This is particularly striking when commenting about business metrics and how
they are generated. Not understanding the query and what it doesn't say often
leads to misunderstanding.

In a certain sense, while you may be conditioned to care more about the
result, I care more about the art and craft, because that defines the result
and the backpropagation of information into the tools.

Let me explain more: Slack defines an experience. That is the tool. The result
is consequential of the tool. Change the tool, change the result. One compiler
produces _one_ output, another produces a _different_ output, more readable.
Change the tool, change the result. The locus of interest and control is the
tool - although the zoomed out reality is the result is the relevant bit to
the user, mostly.

Joel talks about leaky abstractions: tools are abstractions; understanding the
tool takes the cover off and lets you create new abstractions and understand
without leaks. Understanding tools gives you the ability to recombine and
build the new tools - one begins to realize the independent variable is the
tool.

And again - lack of understanding produces embarrassment and inability to
properly use the tool - understanding gives lucid and clear capability.

With respect to your remark about pasta: I would, frankly, be happier to make
my own pasta if I had the time. Same goes for the other food I eat.

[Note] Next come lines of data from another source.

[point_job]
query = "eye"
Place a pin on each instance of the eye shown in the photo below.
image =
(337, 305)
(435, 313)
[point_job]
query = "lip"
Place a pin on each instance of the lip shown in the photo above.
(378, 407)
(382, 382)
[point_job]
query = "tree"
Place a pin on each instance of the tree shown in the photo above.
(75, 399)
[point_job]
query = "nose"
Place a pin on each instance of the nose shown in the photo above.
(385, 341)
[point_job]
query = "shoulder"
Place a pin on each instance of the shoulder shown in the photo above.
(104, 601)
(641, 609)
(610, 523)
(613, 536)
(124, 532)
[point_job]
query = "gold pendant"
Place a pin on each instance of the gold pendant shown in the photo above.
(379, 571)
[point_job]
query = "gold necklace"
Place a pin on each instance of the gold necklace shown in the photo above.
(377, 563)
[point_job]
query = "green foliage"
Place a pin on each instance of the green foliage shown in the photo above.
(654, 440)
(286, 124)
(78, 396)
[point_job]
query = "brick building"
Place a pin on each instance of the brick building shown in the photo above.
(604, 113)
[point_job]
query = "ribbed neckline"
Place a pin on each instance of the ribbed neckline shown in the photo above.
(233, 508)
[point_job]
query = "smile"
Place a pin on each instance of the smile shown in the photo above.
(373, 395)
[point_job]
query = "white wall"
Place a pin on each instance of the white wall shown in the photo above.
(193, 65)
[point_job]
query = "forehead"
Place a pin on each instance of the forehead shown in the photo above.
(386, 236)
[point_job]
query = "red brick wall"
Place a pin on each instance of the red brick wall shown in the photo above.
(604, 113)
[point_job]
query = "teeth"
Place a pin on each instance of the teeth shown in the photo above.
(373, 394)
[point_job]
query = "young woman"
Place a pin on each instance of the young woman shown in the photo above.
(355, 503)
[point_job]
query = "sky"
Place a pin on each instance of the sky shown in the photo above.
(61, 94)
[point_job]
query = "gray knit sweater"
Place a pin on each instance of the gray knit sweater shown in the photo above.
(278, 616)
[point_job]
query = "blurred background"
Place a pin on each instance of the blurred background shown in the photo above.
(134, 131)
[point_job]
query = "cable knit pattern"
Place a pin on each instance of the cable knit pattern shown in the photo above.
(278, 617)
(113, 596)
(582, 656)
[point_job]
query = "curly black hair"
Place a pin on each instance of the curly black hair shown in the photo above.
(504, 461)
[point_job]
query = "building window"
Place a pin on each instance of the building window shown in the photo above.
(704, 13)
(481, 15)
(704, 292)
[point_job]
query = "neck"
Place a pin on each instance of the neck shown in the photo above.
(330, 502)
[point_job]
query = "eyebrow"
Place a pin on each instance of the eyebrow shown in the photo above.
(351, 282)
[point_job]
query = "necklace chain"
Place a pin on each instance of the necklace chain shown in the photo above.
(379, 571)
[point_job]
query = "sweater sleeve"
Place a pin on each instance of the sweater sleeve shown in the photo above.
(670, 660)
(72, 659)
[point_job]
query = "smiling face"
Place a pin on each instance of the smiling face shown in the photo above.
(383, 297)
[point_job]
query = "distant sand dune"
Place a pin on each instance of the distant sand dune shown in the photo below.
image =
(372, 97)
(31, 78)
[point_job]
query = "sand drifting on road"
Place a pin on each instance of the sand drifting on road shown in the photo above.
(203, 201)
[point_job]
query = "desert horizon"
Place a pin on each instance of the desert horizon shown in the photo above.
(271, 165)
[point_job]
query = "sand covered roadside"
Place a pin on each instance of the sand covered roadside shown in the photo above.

I paint for a hobby; I have paintmaking supplies and will, in time, as I use
up my tubes, transition over to making the paint that I paint with. I am
learning how to make brushes. I often prepare the wood for painting upon. In
time I will prepare canvases and likely I will learn the process of pressing
and refining flaxseed into linseed oil.

Time and experience have persuaded me not to talk about the tools and so forth
to the non-nerd crowd such as, e.g., The Business, because it's not considered
useful to them.

Hope that helps.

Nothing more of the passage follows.